|
Pesawat TNI AU Yang Jatuh Telah Dievakuasi
Selasa, 11 Maret 2008 | 14:57 WIB
TEMPO Interaktif, Subang:Pesawat helikopter latih TNI AU jenis Soloy yang terjatuh di perkebunan tebu Cibeureum, di desa Cinangka, Kecamatan Cipunanagara pada Selasa (11/3) pukul 11.15, telah berhasil dievakuasi ke Lanud Suryadharma, Kalijati, Subang pada pukul 14.00. Komandan Lanud Suryadharma, Kalijati, Kolonel Penerbang RAS Rendro Bowo S, mengatakan, pesawat jenis latih tersebut dipiloti oleh Lettu Hengky Jaya dan mekanik Prada Rindi W.
Pesawat yang sedang berlatih tersebut mengudara dari Suryadharma pukul 10.31. Tetapi kemudian pukul 11.15, pesawat meledak di udara. “Terjadi dua kali ledakan,” ujar Rendro.

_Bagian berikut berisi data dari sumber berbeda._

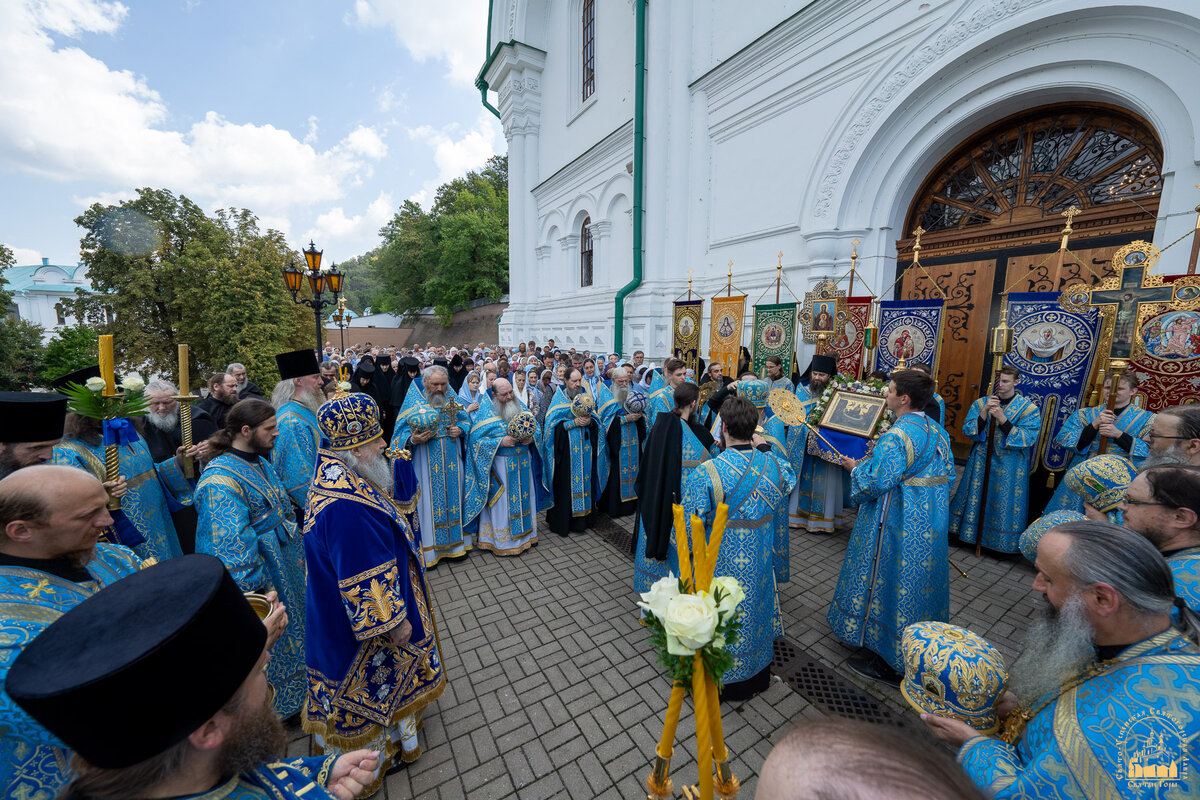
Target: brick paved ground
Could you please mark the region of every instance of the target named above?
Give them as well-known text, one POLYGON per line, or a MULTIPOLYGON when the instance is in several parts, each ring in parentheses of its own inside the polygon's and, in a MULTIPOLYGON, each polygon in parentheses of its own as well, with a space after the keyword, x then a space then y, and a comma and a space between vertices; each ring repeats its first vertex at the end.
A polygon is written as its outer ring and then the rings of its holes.
MULTIPOLYGON (((632 517, 618 520, 626 530, 632 517)), ((540 530, 545 531, 544 524, 540 530)), ((787 638, 912 724, 899 691, 845 667, 854 651, 825 622, 848 531, 792 532, 792 579, 781 589, 787 638)), ((951 621, 996 644, 1011 662, 1035 609, 1033 569, 966 548, 951 555, 951 621)), ((538 547, 500 559, 474 552, 430 572, 449 686, 425 715, 424 755, 388 778, 377 798, 623 798, 642 781, 662 731, 670 685, 638 624, 629 557, 595 533, 543 533, 538 547)), ((779 681, 722 707, 742 797, 789 723, 823 712, 779 681)), ((921 723, 915 720, 914 729, 921 723)), ((694 731, 686 713, 680 737, 694 731)), ((292 753, 306 754, 297 732, 292 753)), ((696 779, 694 747, 677 744, 678 787, 696 779)))

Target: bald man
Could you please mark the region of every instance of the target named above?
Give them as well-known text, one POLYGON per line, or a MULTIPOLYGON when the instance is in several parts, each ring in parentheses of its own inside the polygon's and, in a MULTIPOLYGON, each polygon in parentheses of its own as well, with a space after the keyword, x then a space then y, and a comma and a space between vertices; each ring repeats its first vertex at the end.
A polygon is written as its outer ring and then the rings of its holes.
POLYGON ((804 722, 763 762, 755 800, 984 800, 949 755, 910 733, 841 717, 804 722))
POLYGON ((492 381, 490 394, 479 396, 479 410, 467 436, 463 516, 478 517, 476 547, 498 556, 515 556, 537 544, 539 505, 549 504, 538 502, 536 476, 542 474, 542 463, 537 447, 530 447, 540 431, 535 420, 527 436, 517 439, 508 434, 513 419, 529 411, 508 380, 492 381))

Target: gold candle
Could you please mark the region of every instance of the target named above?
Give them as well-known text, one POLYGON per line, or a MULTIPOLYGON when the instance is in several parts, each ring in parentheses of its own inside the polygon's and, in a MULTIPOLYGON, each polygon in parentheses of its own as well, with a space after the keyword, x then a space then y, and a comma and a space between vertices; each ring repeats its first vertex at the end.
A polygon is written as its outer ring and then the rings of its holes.
POLYGON ((675 516, 675 550, 679 553, 679 577, 684 583, 692 579, 692 560, 688 555, 687 529, 683 524, 683 506, 671 506, 675 516))
POLYGON ((179 393, 181 395, 191 394, 191 387, 188 386, 188 346, 186 344, 179 345, 179 393))
POLYGON ((113 373, 113 337, 104 334, 100 337, 100 377, 104 379, 104 393, 108 396, 117 393, 117 381, 113 373))

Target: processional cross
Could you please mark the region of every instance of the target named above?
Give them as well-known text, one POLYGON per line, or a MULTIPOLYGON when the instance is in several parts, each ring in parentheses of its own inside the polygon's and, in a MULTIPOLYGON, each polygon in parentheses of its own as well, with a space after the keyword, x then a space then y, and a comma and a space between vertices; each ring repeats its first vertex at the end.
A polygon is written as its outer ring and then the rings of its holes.
POLYGON ((1146 271, 1158 261, 1158 248, 1149 242, 1127 244, 1113 254, 1120 274, 1106 278, 1091 292, 1093 306, 1116 306, 1110 359, 1127 359, 1133 354, 1134 326, 1138 306, 1162 303, 1173 295, 1170 286, 1146 286, 1146 271))

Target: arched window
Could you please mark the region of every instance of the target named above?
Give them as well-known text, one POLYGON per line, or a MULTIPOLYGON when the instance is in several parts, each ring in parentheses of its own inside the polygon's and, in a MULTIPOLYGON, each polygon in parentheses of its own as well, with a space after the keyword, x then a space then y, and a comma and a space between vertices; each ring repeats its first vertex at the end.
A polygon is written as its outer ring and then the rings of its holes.
POLYGON ((592 285, 592 218, 587 217, 579 228, 579 285, 592 285))
POLYGON ((57 324, 59 324, 59 325, 66 325, 66 324, 67 324, 67 315, 66 315, 66 314, 64 313, 64 311, 63 311, 63 304, 62 304, 62 303, 55 303, 55 304, 54 304, 54 316, 58 318, 58 323, 57 323, 57 324))
POLYGON ((582 21, 583 97, 581 101, 587 100, 596 91, 596 0, 583 0, 582 21))

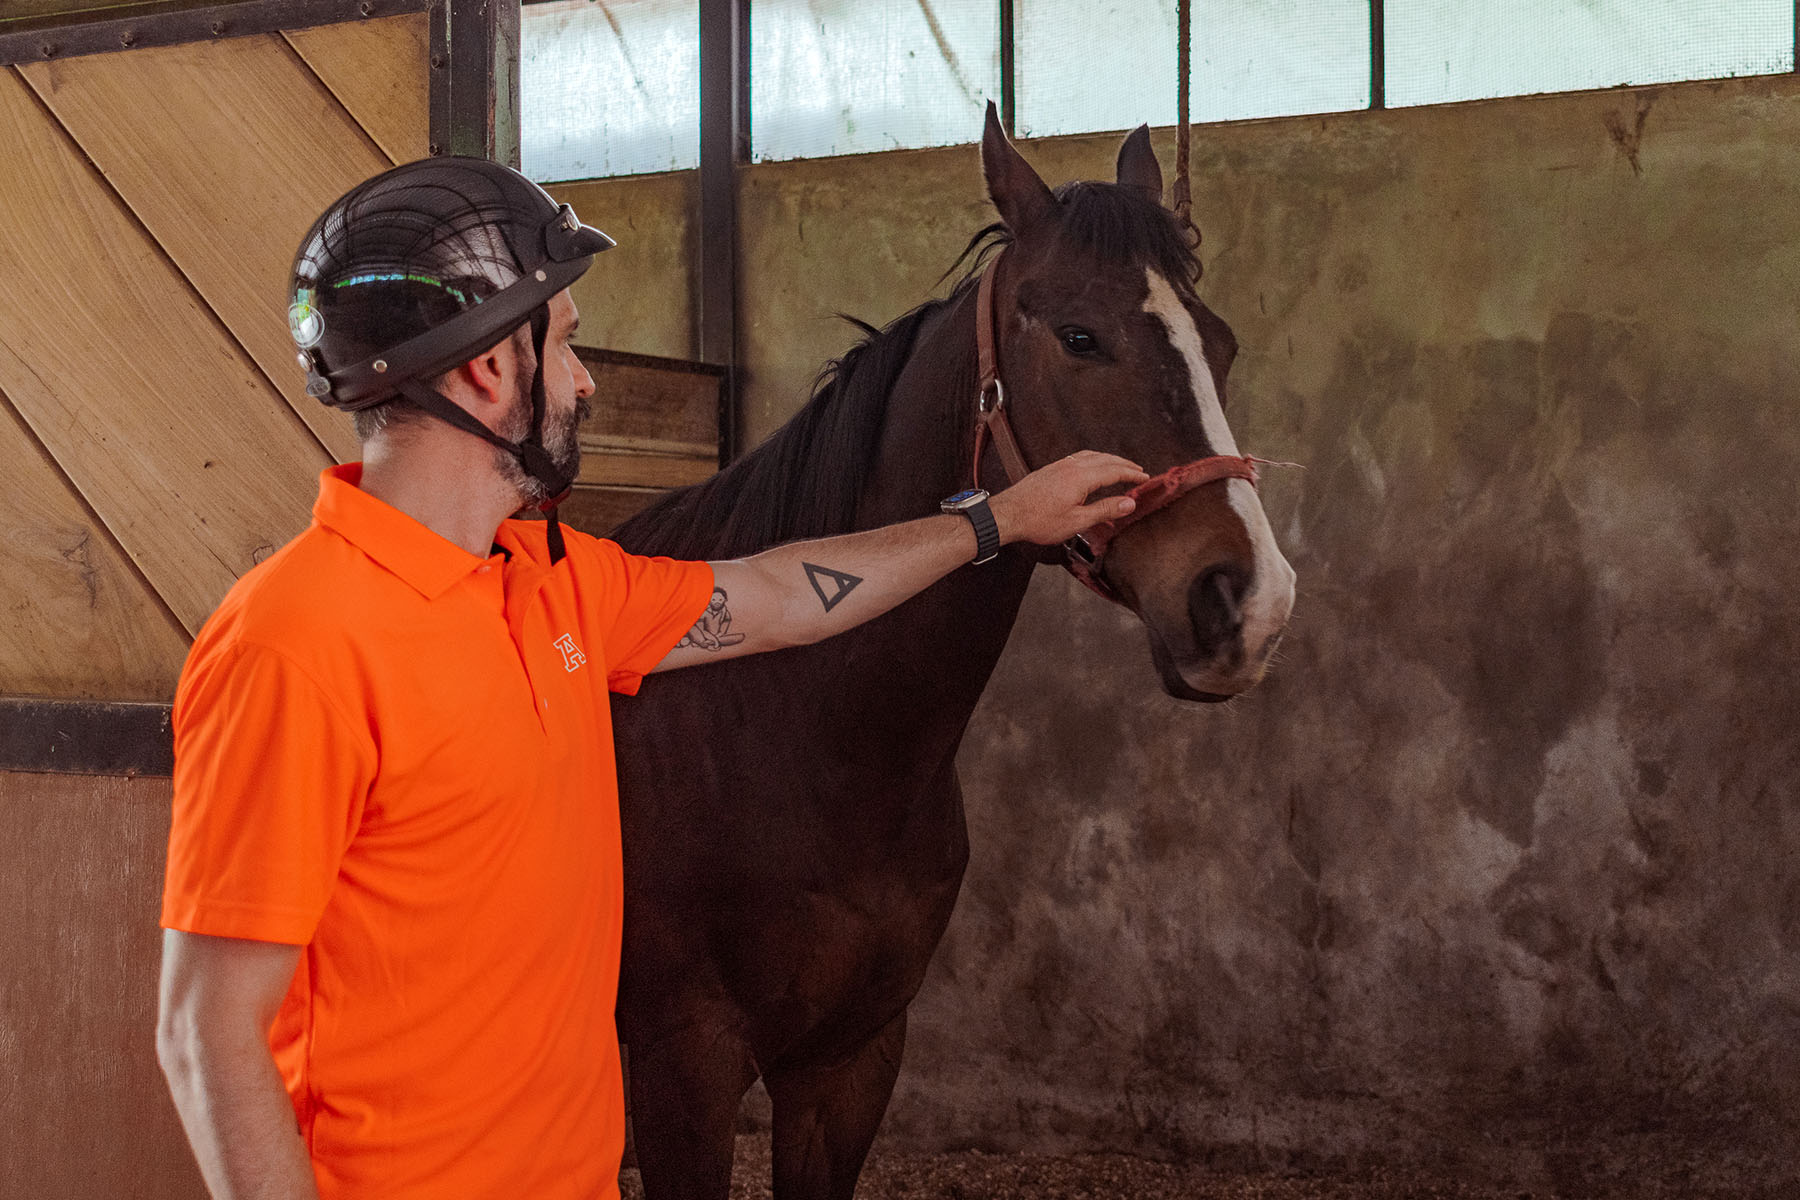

Ledakan tersebut mengakibatkan pilot Hengky tewas. Sedangkan mekanik Rindi mengalami luka bakar.
Menurut Rendro, pesawat tersebut awalnya jenis SIUK buatan Amerika yang diterima oleh pemerintah Indonesia tahun 1978. Kemudian pada tahun 1984, pesawat sempat dimodifikasi di Australia menjadi jenis Soloy.
Rendro belum bisa memastikan tentang penyebab meledaknya heli latih tersebut. “Kita sedang melakukan penyelidikan,” ujarnya.
Menurut seorang saksi mata, Sarmin, warga Desa Cinangka, ia melihat pesawat mulai oleng di udara di kampung Manyingsal, dan menabrak kabel listrik. "Setelah itu meledak," ujarnya.
Pesawat jatuh sekitar 50 meter dari lokasi menabrak kabel. Sarmin menyaksikan Rindi berlari keluar pesawat denan tubuh terbakar. "Baru pesawat meledak lagi," ia menambahkan. Beberapa orang segera membantu Rindi.
Setelah dirawat di rumah sakit PTPN Subang, Rindi direkomendasikan untuk dirawat di RS Salamun, Bandung. Sementara korban tewas, Hengky Jaya rencananya akan dibawa ke Jakarta siang ini.